One of the first patients to be treated was Walter Yeo, gunnery warrant officer on HMS Warspite. Yeo sustained facial injuries during the Battle of Jutland in 1916, including the loss of his upper and lower eyelids. The tube pedicle produced a “mask” of skin grafted across his face and eyes, producing new eyelids. The results, although far from perfect, meant that he had a face once again. Gillies went on to repeat the same sort of procedure on thousands of others.

There was need for larger facilities for surgical and postoperative treatment and also rehabilitation of the patients, together with the different specialities involved in their care. Gillies played a large part in the design of a specialist unit at Queen Mary’s Hospital in Sidcup, southeast London. It opened with 320 beds – and by the end of the war, there were more 600 beds and 11,752 operations had been carried out. But reconstructive surgery continued long after hostilities ceased, with some 8,000 military personnel treated between 1920 and 1925. The unit finally closed in 1929.
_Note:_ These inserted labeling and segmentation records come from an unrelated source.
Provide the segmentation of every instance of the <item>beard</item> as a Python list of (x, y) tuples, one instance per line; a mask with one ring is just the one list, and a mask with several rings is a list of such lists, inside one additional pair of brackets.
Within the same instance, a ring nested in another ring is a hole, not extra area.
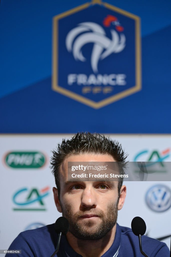
[[(109, 205), (106, 214), (101, 210), (92, 208), (85, 208), (83, 211), (74, 214), (71, 205), (67, 204), (65, 208), (62, 206), (63, 216), (68, 220), (69, 231), (75, 237), (84, 240), (99, 239), (105, 235), (116, 223), (118, 201)], [(101, 219), (101, 222), (97, 224), (97, 221), (81, 220), (80, 217), (83, 215), (91, 214), (98, 216), (97, 218)]]

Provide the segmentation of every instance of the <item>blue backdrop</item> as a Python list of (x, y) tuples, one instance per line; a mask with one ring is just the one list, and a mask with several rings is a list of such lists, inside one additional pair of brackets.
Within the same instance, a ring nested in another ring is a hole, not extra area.
[(142, 88), (96, 109), (51, 86), (53, 17), (86, 1), (1, 1), (0, 133), (170, 133), (171, 3), (107, 2), (141, 19)]

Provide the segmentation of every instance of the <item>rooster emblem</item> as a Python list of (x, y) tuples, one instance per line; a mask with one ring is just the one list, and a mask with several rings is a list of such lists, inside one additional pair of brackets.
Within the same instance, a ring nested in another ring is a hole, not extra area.
[(81, 49), (85, 45), (94, 43), (91, 56), (91, 65), (95, 73), (98, 71), (98, 63), (99, 60), (103, 60), (113, 53), (119, 53), (125, 48), (126, 39), (123, 32), (124, 28), (121, 26), (117, 18), (108, 15), (103, 21), (104, 26), (109, 27), (114, 25), (115, 29), (110, 30), (112, 39), (106, 36), (104, 30), (98, 24), (94, 22), (82, 22), (73, 29), (67, 34), (66, 45), (69, 52), (72, 51), (76, 61), (85, 62), (86, 58), (83, 56)]

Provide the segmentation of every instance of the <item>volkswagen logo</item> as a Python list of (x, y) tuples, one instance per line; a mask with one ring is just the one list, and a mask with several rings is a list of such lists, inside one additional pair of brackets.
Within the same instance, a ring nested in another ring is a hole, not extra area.
[(164, 185), (156, 185), (150, 187), (145, 196), (145, 201), (152, 210), (165, 212), (171, 206), (171, 190)]

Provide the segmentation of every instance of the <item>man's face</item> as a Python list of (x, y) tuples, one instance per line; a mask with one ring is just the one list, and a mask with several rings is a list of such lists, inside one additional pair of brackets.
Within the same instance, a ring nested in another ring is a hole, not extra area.
[(58, 210), (68, 221), (69, 231), (75, 237), (97, 239), (112, 229), (116, 222), (118, 209), (123, 205), (126, 188), (123, 186), (118, 198), (116, 181), (69, 182), (68, 162), (114, 161), (107, 154), (85, 154), (70, 156), (62, 164), (60, 199), (57, 190), (54, 188), (54, 198)]

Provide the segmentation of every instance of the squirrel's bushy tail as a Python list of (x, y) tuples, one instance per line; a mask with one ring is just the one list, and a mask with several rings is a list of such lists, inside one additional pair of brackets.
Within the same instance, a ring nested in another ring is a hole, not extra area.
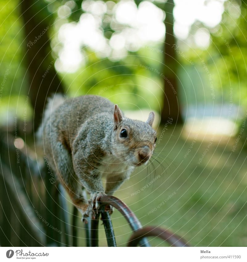
[(55, 110), (60, 106), (64, 101), (62, 94), (55, 94), (47, 99), (47, 103), (43, 113), (42, 119), (36, 133), (36, 136), (38, 140), (43, 140), (43, 131), (44, 126)]

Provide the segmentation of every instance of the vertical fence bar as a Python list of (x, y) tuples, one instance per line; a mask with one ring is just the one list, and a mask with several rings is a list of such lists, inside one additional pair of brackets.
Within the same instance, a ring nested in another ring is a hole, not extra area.
[(107, 241), (107, 245), (108, 247), (116, 247), (115, 234), (110, 215), (108, 212), (104, 211), (102, 211), (101, 213)]

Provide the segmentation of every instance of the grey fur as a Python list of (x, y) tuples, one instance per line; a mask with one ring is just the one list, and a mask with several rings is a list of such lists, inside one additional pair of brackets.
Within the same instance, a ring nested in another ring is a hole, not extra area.
[[(105, 192), (113, 194), (146, 161), (141, 162), (139, 154), (145, 146), (150, 158), (156, 135), (150, 114), (146, 122), (125, 118), (116, 105), (97, 96), (49, 99), (38, 135), (52, 168), (82, 214), (88, 206), (83, 189), (91, 198), (104, 192), (105, 175)], [(127, 138), (121, 137), (123, 128)]]

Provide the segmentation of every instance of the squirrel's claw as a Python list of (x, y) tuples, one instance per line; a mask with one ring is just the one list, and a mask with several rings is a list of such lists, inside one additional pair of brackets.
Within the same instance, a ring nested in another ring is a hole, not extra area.
[(104, 193), (102, 192), (99, 192), (95, 194), (93, 197), (92, 202), (93, 203), (93, 209), (95, 209), (98, 213), (99, 209), (100, 206), (100, 198), (103, 196), (106, 195)]

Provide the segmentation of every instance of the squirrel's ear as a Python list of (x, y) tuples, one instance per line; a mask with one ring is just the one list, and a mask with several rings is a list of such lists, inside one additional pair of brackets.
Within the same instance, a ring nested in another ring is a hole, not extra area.
[(154, 113), (152, 111), (149, 113), (149, 118), (146, 121), (147, 124), (148, 124), (150, 126), (152, 127), (153, 123), (153, 120), (154, 120)]
[(118, 106), (117, 105), (115, 105), (114, 109), (114, 129), (116, 129), (118, 125), (123, 120), (124, 117), (121, 110)]

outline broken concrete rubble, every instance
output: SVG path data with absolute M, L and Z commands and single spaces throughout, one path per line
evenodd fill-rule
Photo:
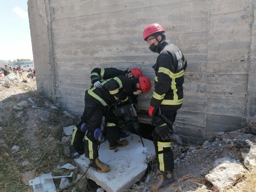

The details of the injuries, the operations to correct them and the final outcomes were all recorded in detail, both by early clinical photography and also by detailed drawings and paintings created by Henry Tonks who, although trained as a doctor, had given up medicine for painting. Tonks became a war artist on the Western Front but then joined Gillies to help not only in the recording of the new plastic procedures, but also with their planning.

The only real advances

The complex facial and head surgery necessitated new ways of delivering anaesthetics. Anaesthesia generally had advanced as a speciality during the war years – both in the way it was administered, and also how doctors were trained (previously, anaesthetics had often been given by a junior member of the surgical team).
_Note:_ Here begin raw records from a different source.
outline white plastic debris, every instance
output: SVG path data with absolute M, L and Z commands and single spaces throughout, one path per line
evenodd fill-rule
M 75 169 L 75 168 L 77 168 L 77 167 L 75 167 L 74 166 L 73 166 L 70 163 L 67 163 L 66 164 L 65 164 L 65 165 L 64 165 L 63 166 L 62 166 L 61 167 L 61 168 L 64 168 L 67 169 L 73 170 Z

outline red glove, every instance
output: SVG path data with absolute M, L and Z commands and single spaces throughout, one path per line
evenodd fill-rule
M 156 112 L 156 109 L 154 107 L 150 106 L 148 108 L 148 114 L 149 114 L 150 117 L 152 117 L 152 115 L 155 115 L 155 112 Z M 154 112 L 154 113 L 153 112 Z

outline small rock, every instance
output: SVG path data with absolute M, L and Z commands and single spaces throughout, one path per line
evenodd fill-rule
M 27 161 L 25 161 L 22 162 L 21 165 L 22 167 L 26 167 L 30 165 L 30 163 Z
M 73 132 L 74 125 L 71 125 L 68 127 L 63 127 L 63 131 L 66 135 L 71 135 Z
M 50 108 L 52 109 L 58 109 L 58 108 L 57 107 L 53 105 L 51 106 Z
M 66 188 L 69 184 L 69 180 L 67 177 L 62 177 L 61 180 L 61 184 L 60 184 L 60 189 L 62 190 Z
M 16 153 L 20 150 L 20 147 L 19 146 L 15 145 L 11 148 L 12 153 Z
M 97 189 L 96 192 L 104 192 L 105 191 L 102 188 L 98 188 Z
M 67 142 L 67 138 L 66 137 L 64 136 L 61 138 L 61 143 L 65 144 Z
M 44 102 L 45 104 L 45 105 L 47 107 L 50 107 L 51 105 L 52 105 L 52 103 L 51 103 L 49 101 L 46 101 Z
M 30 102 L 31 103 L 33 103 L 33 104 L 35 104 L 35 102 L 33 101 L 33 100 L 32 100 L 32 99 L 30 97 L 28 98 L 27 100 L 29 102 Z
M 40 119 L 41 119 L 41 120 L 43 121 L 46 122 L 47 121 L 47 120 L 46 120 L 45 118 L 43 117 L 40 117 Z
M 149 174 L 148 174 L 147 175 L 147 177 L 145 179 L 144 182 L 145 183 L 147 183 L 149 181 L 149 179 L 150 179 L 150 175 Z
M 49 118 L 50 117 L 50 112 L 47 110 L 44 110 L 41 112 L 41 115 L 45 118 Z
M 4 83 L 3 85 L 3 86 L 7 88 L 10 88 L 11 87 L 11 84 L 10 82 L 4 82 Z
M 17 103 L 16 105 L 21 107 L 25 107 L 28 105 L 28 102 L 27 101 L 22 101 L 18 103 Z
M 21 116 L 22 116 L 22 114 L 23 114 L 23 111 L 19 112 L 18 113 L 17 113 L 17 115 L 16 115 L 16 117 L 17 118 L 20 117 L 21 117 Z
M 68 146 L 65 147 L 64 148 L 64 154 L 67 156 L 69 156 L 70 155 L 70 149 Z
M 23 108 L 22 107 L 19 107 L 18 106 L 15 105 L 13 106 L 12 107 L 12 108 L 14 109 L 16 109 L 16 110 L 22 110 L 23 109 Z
The survival from operations requiring anaesthesia was improving, although techniques were still based on chloroform and ether. The Queen Mary’s anaesthetic team developed a method of passing a rubber tube from the nose to the trachea (windpipe), as well as working on the endotracheal tube (mouth to trachea), which was made from commercial rubber tubing. Many of their techniques remain in use today. As an Austrian doctor wrote in 1935: “Nobody won the last war but the medical services. The increase in knowledge was the sole determinable gain for mankind in a devastating catastrophe.”